「5W30」「5W40」など粘度の数字が同じなら同じオイルで問題ないと考えがちだが、この常識がエンジンを壊す罠になりうる。特にガソリンエンジンにディーゼル用オイルを使うと、粘度が同じでも摩耗を促進する恐れがある。両エンジンは作動方式や回転領域、燃料噴射圧が根本的に異なるためだ。

重要なのは粘度ではなく添加剤の組成だ。ディーゼル用オイルはガソリン用より洗浄剤含有量が2倍近く多く、大量のカーボンを洗い流す設計になっている。だがこの洗浄剤はガソリンエンジンには逆に有害となりかねず、粘度表の数字だけで選ぶのは危険だ。

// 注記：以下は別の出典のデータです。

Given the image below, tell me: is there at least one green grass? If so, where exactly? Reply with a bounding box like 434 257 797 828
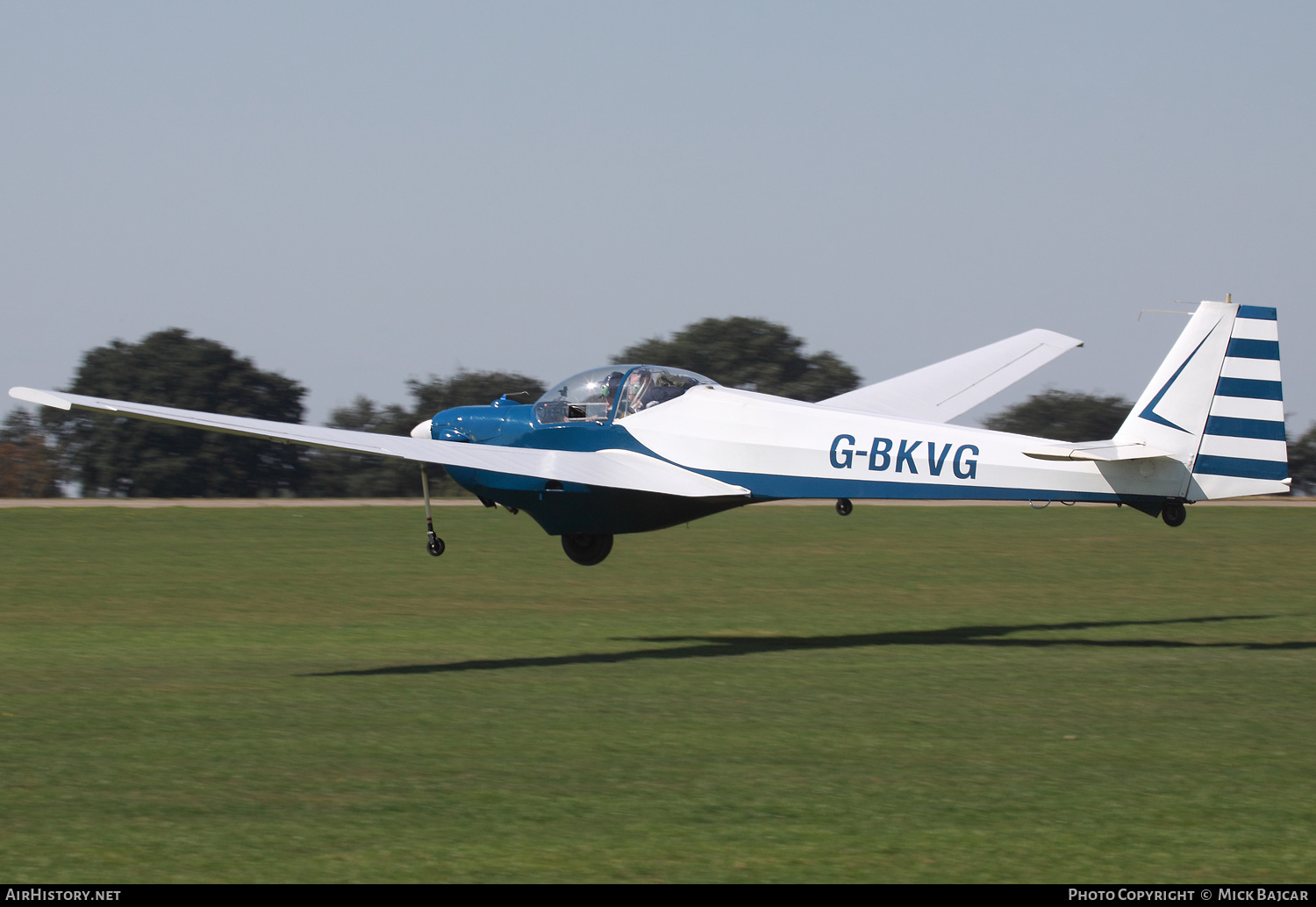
0 507 1316 882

両エンジンは回転領域も異なる。ディーゼルは1,500〜3,500rpmで最適化されるが、ガソリンは6,000rpm超まで使う。ディーゼルオイルは低回転トルク向けの粘度設計のため、高回転では粘度維持力が低下しかねない。潤滑膜が薄くなればピストンやクランクシャフトの致命的な摩耗につながる。

高濃度の洗浄剤は摩擦防止剤と競合し、部品保護性能を下げることがある。実験でも、同じ粘度のディーゼル用とガソリン用オイルを比較した際、ディーゼルオイル使用のガソリンエンジン部品でより多くの摩耗が確認された。「同じ5W30だから大丈夫」という判断がエンジン寿命短縮を招きかねず、車両マニュアル規定の専用オイル使用が不可欠だ。